UK House of Commons approves controversial aid bill

11 Jan 17

The UK has edged further toward what critics decry as a move to privatise its aid budget after MPs passed a controversial bill through the country’s House of Commons yesterday.

 

The Commonwealth Development Corporation Bill will quadruple the current limit on the amount of aid funds (from £1.5bn to £6bn) that can be channelled through the UK aid department’s much-criticised private equity arm, the CDC, and allow that limit to be doubled again without new legislation. 

In the past, the CDC has been found to invest aid funds in luxury projects, route them through tax havens, pay its executives excessive salaries and prioritise financial returns over development impact.

A recent report by the country’s National Audit Office found that while there have been improvements at the CDC it remains a “significant challenge” to demonstrate its investments help those in poverty. A number of the firm’s holdings are also still located in tax havens, and its top investment destinations consist mainly of middle-income economies.

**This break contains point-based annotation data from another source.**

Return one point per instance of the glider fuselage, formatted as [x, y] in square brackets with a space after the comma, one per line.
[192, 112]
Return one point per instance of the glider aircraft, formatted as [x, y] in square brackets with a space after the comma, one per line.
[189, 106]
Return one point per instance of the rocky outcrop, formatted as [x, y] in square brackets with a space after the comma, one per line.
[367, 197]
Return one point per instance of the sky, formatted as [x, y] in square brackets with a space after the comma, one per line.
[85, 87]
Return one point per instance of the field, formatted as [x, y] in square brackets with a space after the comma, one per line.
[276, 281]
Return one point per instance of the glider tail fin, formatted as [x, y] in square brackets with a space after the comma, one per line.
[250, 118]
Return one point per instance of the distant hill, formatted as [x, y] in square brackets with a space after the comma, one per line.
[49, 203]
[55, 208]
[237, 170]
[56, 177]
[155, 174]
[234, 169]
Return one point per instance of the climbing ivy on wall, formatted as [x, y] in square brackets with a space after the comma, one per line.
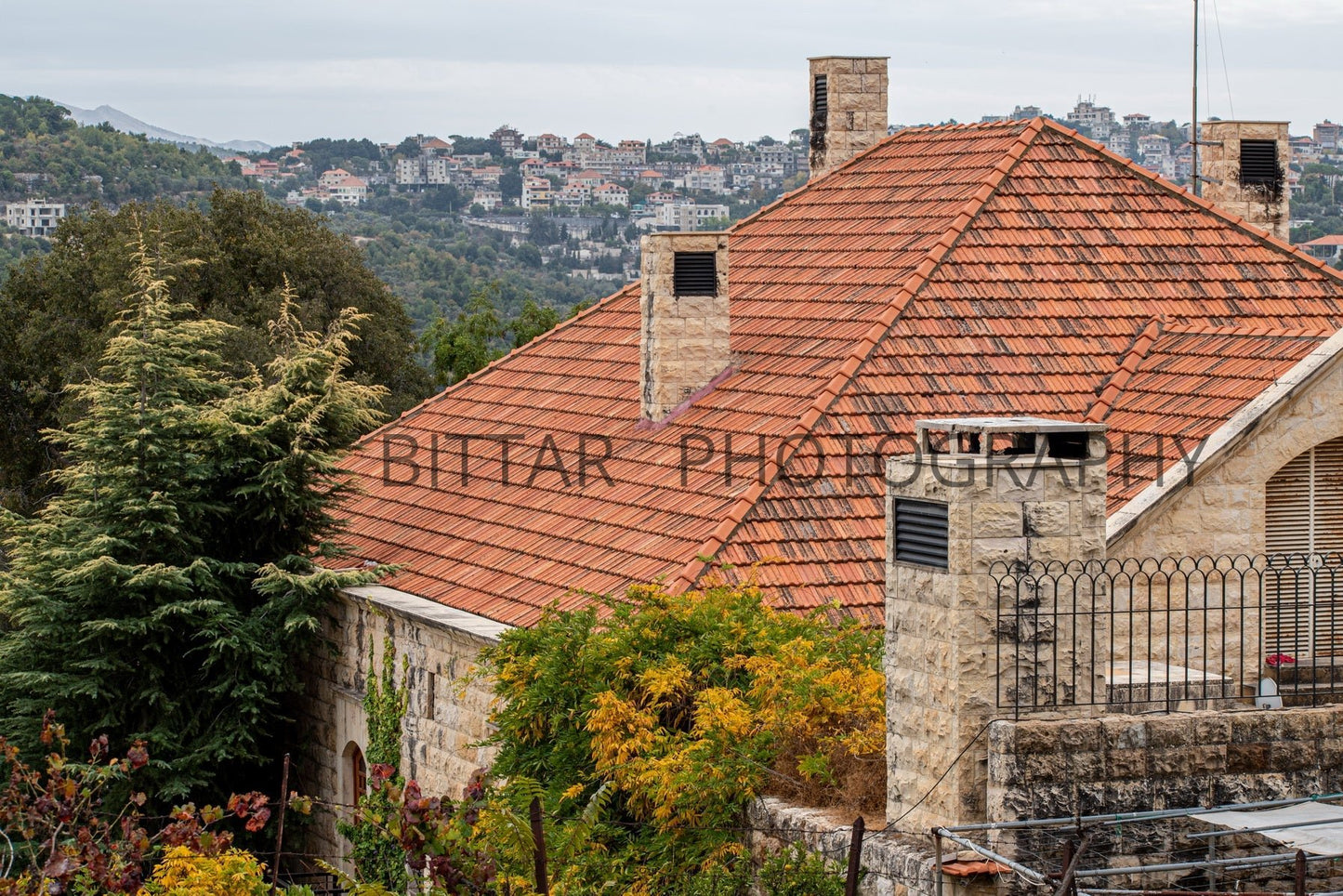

Speaking to MPs after their vote on the bill yesterday, Rory Stewart, minister of state at the UK’s Department for International Development, defended the bill.

He said it will play an important part in addressing extreme poverty by driving growth and employment and boosting government revenues in the world’s poorest countries through the cultivation of the private sector.

The CDC “combines the rigour of the private sector, the focus on markets and the values of the public sector” and serves as a “proven model” for delivering sustainable growth for the world’s poorest, he added.

Even the bill’s critics, such as Labour MP Stephen Doughty, indicated during the debate that they agree the CDC has a “vital role” to play.

However, some take issue with the substantial expansion of the cap the government is pursuing – the CDC has only required £1.5bn in public funds in the past two decades – among other concerns.

A number of amendments tabled by Doughty and others, which included limits on the amount of aid funds that can go to the CDC per year and measures to ensure a focus on the poorest countries and poverty reduction, failed to pass.

The bill will now be debated in the House of Lords, after which both houses of parliament will have to agree on any amendments and the exact wording before it becomes law.

But Aisha Dodwell, aid campaigner at Global Justice Now, criticised MPs for voting in favour of a “massive diversion of public money towards private business – without sufficient transparency, accountability or proof of impact”.

“It is grossly irresponsible for parliament to have approved a bill that would massively ramp up the amount of aid money that the CDC Group can play with, when there are such fundamental questions about its approach to development.”